5th Panzer Regiment Comd PzII or PzIII (F3), 3 PzIII** (F3), 1 PzIV (F3)
- 104th Infantry Regiment Comd SdKfz 250, 251 or 263 (C3), 2 Comd car (1 may be an Sdkfz 250 or 251) (C3), + 3.7cm Pak (S3) + Limber (L3), 2/1 Sdkfz 251 mounted Grenadiers (F3), 2/1 Truck mounted Grenadiers(F3).
- 155th Artillery Regiment Comd car (C3), FOO (C1), SdKfz 11 Limber (L3), 10.5cm Gun [or sIG 33 or Lorraine Schlepper 15cm] (S3), Sdkfz 10 Limber (L3), 5cm Pak 38 (S3).
Essentially, all that I have done is remove the infantry stands from the panzer grenadier companies, and made the SdKfz an (F3) stand in the same way that a tank model is. The orphaned infantry have all gone to swell the ranks of the infantry divisions. CSO Orbats lose some command stands, and battalion stands become one s3 instead of two s3
See Also 15th Panzer Division
*For those wondering what I fritter my spare time away with at work, “Advanced Podiatry” is not nearly as exciting as it sounds. It mostly involves learning which bits of the foot to poke, to find out where it hurts. A Surgeon will then chop bits out and fix the rest with screws until it doesn’t.

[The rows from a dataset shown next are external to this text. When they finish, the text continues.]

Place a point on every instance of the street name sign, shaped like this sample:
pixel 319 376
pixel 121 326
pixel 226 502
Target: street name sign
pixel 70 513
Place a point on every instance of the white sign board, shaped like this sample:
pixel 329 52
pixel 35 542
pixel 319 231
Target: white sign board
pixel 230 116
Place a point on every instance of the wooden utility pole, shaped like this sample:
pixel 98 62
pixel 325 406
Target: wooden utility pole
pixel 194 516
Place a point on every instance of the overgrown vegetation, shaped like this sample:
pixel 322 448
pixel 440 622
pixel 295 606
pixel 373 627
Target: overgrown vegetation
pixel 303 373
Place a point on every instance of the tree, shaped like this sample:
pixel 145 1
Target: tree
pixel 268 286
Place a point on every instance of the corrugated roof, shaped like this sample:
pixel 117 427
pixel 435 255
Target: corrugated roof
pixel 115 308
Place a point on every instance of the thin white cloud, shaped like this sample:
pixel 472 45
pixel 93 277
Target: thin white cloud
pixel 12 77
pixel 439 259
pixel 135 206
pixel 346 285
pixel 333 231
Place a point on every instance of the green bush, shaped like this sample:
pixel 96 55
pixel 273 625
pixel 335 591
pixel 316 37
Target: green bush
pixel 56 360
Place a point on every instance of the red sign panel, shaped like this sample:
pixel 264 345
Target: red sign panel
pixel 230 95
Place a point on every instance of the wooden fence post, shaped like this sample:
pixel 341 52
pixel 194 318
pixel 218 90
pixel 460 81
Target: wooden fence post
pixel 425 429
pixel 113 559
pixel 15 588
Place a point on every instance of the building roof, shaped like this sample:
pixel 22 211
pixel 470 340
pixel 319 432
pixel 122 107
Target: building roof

The Dorchester armoured command vehicle was a unique idea. Other nations converted tanks and armoured cars for this purpose, so when Rommel captured three? of these spacious vehicles he pressed them into immediate service.
Now that Zvezda make the Matador truck, on which it is based, the obvious thing to do would be to build one up from card using the chassis as a starting point. However, I own a hotwheels Dodge Ambulance that has been used only for the odd AK47 game. Never been raced or rallied and it looked ‘close enough’ for me to start glueing bits of card on to see if the concept had any legs.
Whether it did or not you can judge for yourself. The cam net hides most of the bits that don’t look like a Dorchester and I’m hoping that hiding it in DAK will disguise the overscale nature of the beast. The captured Dorchesters went through a number of overpaints. The original Caunter dazzle camouflage could have been a number of colours, but I went with slate green rather than blue. I’ve seen a number of model schemes and although the blue version is the sexiest, the green does actually look like camouflage and accords with newer research. I still like the blue though!